Schools consider capping class sizes


Beyond his well-documented enrollment increases, limited space and dwindling resources, Alexandria Superintendent of Schools Morton Sherman has another emerging concern.

His new students simply aren’t moving in where his district has room for them.

On the eve of his presentation of the Alexandria City Public Schools budget for the upcoming school year, Sherman introduced a proposed solution included in the calculations for his soon-to-be-released 2011 fiscal plan that would place a cap on elementary school class sizes and send surplus students to neighboring schools with room to spare.

The “modified open enrollment” strategy “is an efficient use of space and teachers that will result in lower costs for facilities and personnel while keeping class sizes small,” Sherman wrote Monday on his ACPS blog.

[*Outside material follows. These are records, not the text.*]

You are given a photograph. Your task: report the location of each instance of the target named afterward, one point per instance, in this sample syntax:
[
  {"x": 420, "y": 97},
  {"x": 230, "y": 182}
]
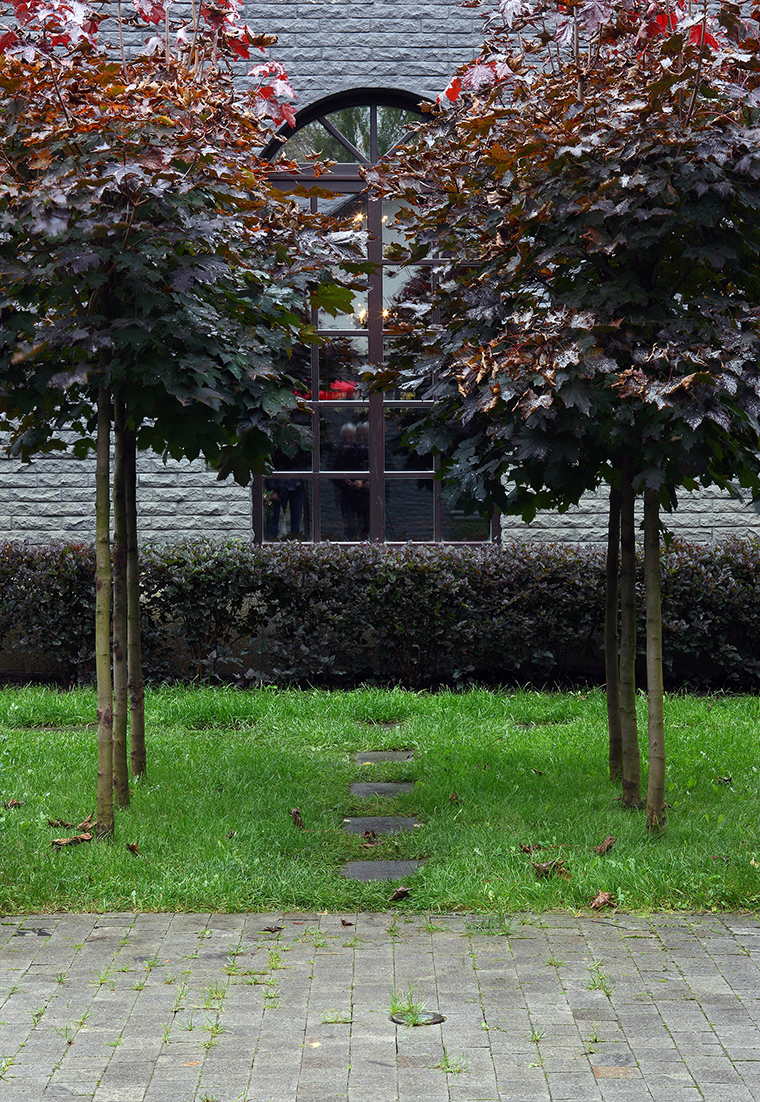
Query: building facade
[{"x": 360, "y": 73}]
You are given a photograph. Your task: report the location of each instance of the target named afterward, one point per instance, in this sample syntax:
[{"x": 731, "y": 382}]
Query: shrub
[{"x": 419, "y": 616}]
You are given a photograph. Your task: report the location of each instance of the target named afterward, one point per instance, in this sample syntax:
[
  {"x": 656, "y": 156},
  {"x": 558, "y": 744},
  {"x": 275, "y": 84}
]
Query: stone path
[
  {"x": 296, "y": 1008},
  {"x": 380, "y": 868}
]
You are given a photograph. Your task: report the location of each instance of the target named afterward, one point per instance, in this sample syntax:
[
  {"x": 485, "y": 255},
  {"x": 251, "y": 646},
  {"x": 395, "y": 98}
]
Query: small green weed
[
  {"x": 409, "y": 1007},
  {"x": 598, "y": 980},
  {"x": 452, "y": 1067}
]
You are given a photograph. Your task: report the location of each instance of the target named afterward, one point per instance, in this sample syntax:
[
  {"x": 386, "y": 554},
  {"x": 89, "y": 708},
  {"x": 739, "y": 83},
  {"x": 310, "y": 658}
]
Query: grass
[{"x": 226, "y": 766}]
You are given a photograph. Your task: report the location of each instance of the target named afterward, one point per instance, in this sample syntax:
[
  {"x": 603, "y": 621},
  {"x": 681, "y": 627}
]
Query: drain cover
[{"x": 421, "y": 1018}]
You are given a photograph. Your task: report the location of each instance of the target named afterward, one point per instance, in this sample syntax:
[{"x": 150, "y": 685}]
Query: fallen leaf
[
  {"x": 545, "y": 868},
  {"x": 400, "y": 893},
  {"x": 607, "y": 844},
  {"x": 75, "y": 840}
]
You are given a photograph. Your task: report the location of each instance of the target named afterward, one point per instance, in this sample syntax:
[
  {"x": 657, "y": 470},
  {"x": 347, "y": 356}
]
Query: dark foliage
[{"x": 418, "y": 616}]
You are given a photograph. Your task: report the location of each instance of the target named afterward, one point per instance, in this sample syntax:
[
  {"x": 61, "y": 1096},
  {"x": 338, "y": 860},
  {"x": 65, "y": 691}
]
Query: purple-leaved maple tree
[
  {"x": 589, "y": 186},
  {"x": 152, "y": 277}
]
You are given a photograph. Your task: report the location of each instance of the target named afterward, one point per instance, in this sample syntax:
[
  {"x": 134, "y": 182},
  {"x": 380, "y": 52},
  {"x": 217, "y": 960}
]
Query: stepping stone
[
  {"x": 365, "y": 789},
  {"x": 369, "y": 757},
  {"x": 380, "y": 870},
  {"x": 381, "y": 824}
]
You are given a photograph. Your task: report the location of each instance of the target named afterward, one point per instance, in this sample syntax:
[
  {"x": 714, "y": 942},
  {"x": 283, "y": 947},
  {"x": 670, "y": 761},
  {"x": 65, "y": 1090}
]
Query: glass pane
[
  {"x": 392, "y": 231},
  {"x": 393, "y": 123},
  {"x": 406, "y": 354},
  {"x": 313, "y": 139},
  {"x": 344, "y": 436},
  {"x": 409, "y": 509},
  {"x": 344, "y": 505},
  {"x": 405, "y": 295},
  {"x": 399, "y": 455},
  {"x": 299, "y": 455},
  {"x": 288, "y": 509},
  {"x": 343, "y": 360},
  {"x": 456, "y": 524}
]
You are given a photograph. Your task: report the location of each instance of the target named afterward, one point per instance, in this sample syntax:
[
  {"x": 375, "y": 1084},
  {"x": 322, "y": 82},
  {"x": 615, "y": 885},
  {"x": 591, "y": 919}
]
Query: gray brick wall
[
  {"x": 53, "y": 497},
  {"x": 333, "y": 45}
]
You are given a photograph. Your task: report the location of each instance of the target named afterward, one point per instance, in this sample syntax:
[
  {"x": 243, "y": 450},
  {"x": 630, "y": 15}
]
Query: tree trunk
[
  {"x": 631, "y": 762},
  {"x": 104, "y": 825},
  {"x": 655, "y": 788},
  {"x": 120, "y": 701},
  {"x": 136, "y": 684},
  {"x": 612, "y": 637}
]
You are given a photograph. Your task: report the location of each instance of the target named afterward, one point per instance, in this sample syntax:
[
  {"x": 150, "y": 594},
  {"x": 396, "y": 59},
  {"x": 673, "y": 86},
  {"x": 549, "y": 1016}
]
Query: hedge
[{"x": 418, "y": 616}]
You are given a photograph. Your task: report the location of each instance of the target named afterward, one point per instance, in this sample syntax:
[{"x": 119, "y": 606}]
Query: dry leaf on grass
[
  {"x": 75, "y": 840},
  {"x": 545, "y": 868},
  {"x": 607, "y": 844},
  {"x": 603, "y": 899}
]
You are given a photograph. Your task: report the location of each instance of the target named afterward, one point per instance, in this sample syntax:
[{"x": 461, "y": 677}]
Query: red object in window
[{"x": 339, "y": 388}]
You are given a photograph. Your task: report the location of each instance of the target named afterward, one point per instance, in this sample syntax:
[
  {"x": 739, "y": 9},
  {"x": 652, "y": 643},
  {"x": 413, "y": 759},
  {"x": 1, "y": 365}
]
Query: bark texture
[
  {"x": 119, "y": 552},
  {"x": 134, "y": 682},
  {"x": 104, "y": 827},
  {"x": 655, "y": 721},
  {"x": 631, "y": 759},
  {"x": 612, "y": 637}
]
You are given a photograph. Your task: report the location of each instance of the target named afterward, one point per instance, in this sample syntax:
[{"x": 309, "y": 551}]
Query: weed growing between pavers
[{"x": 495, "y": 771}]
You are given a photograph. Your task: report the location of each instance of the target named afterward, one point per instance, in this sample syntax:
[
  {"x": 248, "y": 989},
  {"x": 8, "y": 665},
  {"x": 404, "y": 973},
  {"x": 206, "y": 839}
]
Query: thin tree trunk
[
  {"x": 134, "y": 683},
  {"x": 655, "y": 788},
  {"x": 104, "y": 825},
  {"x": 612, "y": 637},
  {"x": 120, "y": 700},
  {"x": 631, "y": 762}
]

In a situation that’s far from perfect, Sherman thinks the new enrollment policy proposal is the best option available as budget pressures limit the ability to add classrooms and realigning school neighborhoods could prove ineffective.

“The idea of redistricting is something we’ve looked at real closely and it just doesn’t work … the darn kids move in where we have no space rather than where we have the space,” Sherman said.

“It’s by grade level, by class, by school,” he continued. “Even moving whole neighborhoods, the neighborhood might only have first graders when in fact we need to move third graders. We’re that tight.”

The proposal which would only affect newcomers to ACPS and grants an exception for siblings limits kindergarten classes to no more than 20 students, first and second grade sections to 22 students and third, fourth and fifth grade classrooms to 24, he said in an interview Tuesday.

In the past, Sherman said, schools would split an extra-large class because of late arrivals at the school, resulting in two groups of 12 or 13 students rather than one group of 26 or more and using twice the resources.

A version of the modified open enrollment plan was already put into effect this year at Samuel Tucker elementary school, a school built to hold less than 600 students but now houses more than 700, according to school officials.

Next year, estimates show that Tucker, a school with a roughly 50-percent turnover rate from year to year and the most affordable housing stock in its district, would experience 80 of the 81 cases where the policy comes into play, according to Sherman.

Tucker PTA President Janice McLaury was appreciative of the effect the plan could have for her school in the immediate future as ACPS deals with the issue citywide.

“We have seven kindergartens this year and likely have seven first grade classes next year … and it will just continue to grow and reach a capacity where it’s not possible” for the school to hold that many classes, McLaury said.

“When you have schools that are overcrowded and schools that are under capacity, at some point you do have to look at the short-term solution of sharing the student body because that’s what is best for the students,” McLaury said.

The modified open enrollment idea, which Sherman hopes will help ACPS get by until the 2011-2012 school year when adding classrooms becomes an affordable option, would send students to AYP-approved schools with extra space like Patrick Henry, James K. Polk and Charles Barrett elementary schools.

As one of the main overflow schools, Barrett PTA President Kay Arndorfer said parents have some concerns about the changes to their school.

“Even if you’re OK with the size of the school increasing, the fact that we’d have so many temporary students would be a concern,” Arndorfer said, citing disruptions it could cause within “the fabric of the community.”

In an interview Tuesday, School Board member Helen Morris praised the plan, calling it “well thought-through and worth consideration” even though it could be a hardship for some families.

“We’ve got to find ways that are least disruptive and most cost-efficient to make sure that every child has a seat in a classroom with a high quality teacher and the student-teacher ratio we set out for the school system,” Morris said.

The School Board has yet to vote on the proposal, which will be discussed at a policy committee meeting on January 30 and could be approved in February, Sherman said.